Élisabeth Báthory était-elle vraiment une tueuse en série ? Ce qu'en disent les historiens

Élisabeth Báthory reste dans les mémoires comme l'une des figures de « monstre » les plus tristement célèbres de l'histoire : une comtesse de la Hongrie des XVIe et XVIIe siècles que l'on disait avoir torturé de jeunes femmes jusqu'à la mort, allant même jusqu'à se baigner dans leur sang pour préserver sa jeunesse. Les historiens réexaminent cependant les sources à l'origine de cette légende.
Báthory appartenait à l'une des familles nobles les plus puissantes et les plus riches de Hongrie à l'époque. Apparentée à la famille royale, la dynastie Báthory possédait de vastes domaines et une influence politique considérable en Hongrie et en Transylvanie. Élisabeth elle-même était instruite et parlait plusieurs langues.
En 1610, à la mort de son mari, une enquête officielle fut ouverte contre Báthory. Des témoins l'accusèrent de violences et de tortures envers de jeunes servantes travaillant dans sa maisonnée. À l'issue de l'enquête, elle fut confinée dans une partie de son château, où elle demeura jusqu'à sa mort.
Les archives judiciaires de l'époque reposaient en grande partie sur des témoignages extorqués sous la torture, ce qui, selon les historiens, rend la fiabilité de ces déclarations profondément sujette à caution. Báthory elle-même ne fit jamais l'objet d'un procès en bonne et due forme ; elle fut punie directement par décret royal.
Des historiens comme Shelley Puhak soutiennent qu'une partie au moins des accusations portées contre Báthory ne peut être évaluée indépendamment du contexte politique de l'époque. Après la mort de son mari, Báthory était une veuve puissante, seule à contrôler une fortune considérable et de vastes domaines — une situation perçue comme une menace tant par la couronne que par des familles nobles rivales.
Parmi ceux à qui Báthory devait de l'argent figurait le roi lui-même. Certains historiens suggèrent que la saisie des biens de la comtesse pourrait avoir constitué l'un des mobiles sous-jacents des accusations, sans que cela signifie pour autant que les allégations de violence étaient entièrement infondées.
Les détails les plus sensationnels, dont la légende des bains de sang, apparaissent pour la première fois dans des textes rédigés des décennies après la mort de Báthory, et se sont enrichis avec le temps à mesure qu'ils entraient dans la culture populaire. Les documents judiciaires contemporains ne comportent aucune trace de ce détail précis.
Cela dit, les historiens n'affirment pas qu'aucune violence réelle envers les servantes n'a eu lieu dans son domaine. Dans l'ordre social de l'époque, la violence des nobles envers leurs serviteurs était courante et restait généralement impunie ; ce qui est contesté, c'est l'ampleur des accusations et l'origine du récit exagéré spécifiquement attaché à Báthory.

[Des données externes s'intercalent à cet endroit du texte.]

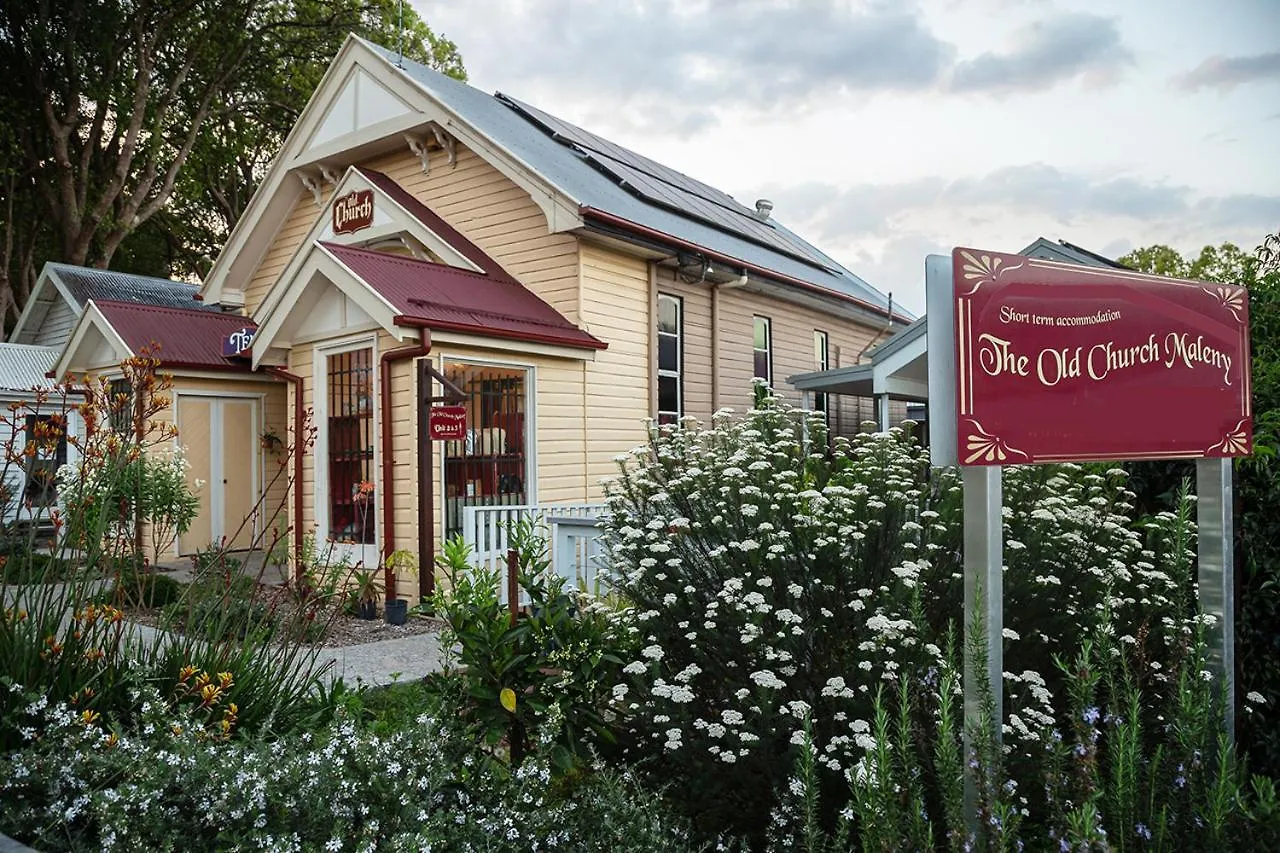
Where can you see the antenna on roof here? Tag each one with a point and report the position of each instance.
(400, 39)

Cette réévaluation ne vise pas à prouver l'innocence de Báthory, mais à interroger la manière dont s'est constituée la trace historique. Les historiens examinent comment une affaire fondée sur des témoignages extorqués sous la torture et sur les intérêts de rivaux politiques a fini, des siècles plus tard, par être acceptée comme un « fait » établi.
L'affaire Báthory est perçue comme un rappel que les archives historiques ne sont jamais entièrement détachées des rapports de pouvoir. Les historiens soulignent que, comme dans des cas similaires, ignorer le contexte politique et économique d'une époque risque de conduire à une lecture fondamentalement erronée du passé.